Low-Power And RF Design Heighten Signal-Integrity Concerns - J3L2404
http://chipdesignmag.com/sld/blog/2010/01/28/low-power-and-rf-design-heighten-signal-integrity-concerns/
======
westbywest
A topic not adequately covered in this topic, IMO, is corner-case testing.
E.g. testing across temperature, supply voltage, and especially Si process
variation, in the simplest example. EDA tools of ever-increasing
sophistication definitely help economize on time-to-market, assuming you
understand your tool chain adequately, but it is still actual unit testing, in
temp chambers and similar apparatus, that is your most loyal ally in catching
flaws before production.

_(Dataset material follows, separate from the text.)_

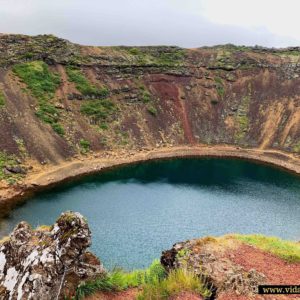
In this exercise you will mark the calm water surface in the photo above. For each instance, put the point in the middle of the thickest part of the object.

Indeed, a large video graphics company I interacted
with recently would run their newest cores through corner-case testing across
something like 20 different axes. (Imagine a chip with several voltage
domains, e.g. core, GPIO, memory, and some sort of GHz-domain serialized
interface, now multiply the number of domains by additional factors such as
operating temp and Si process variation, and you get a hypercube representing
all possible corner cases.)

Testing across corner cases is exhausting, and yes, proper design discipline
coupled with EDA proficiency give you a sporting change of avoiding a
reduction in performance goals (at best) or even a re-spin (at worst).

But sending a bad chip to market is often a company-ending act for anyone not
in the Fortune 500.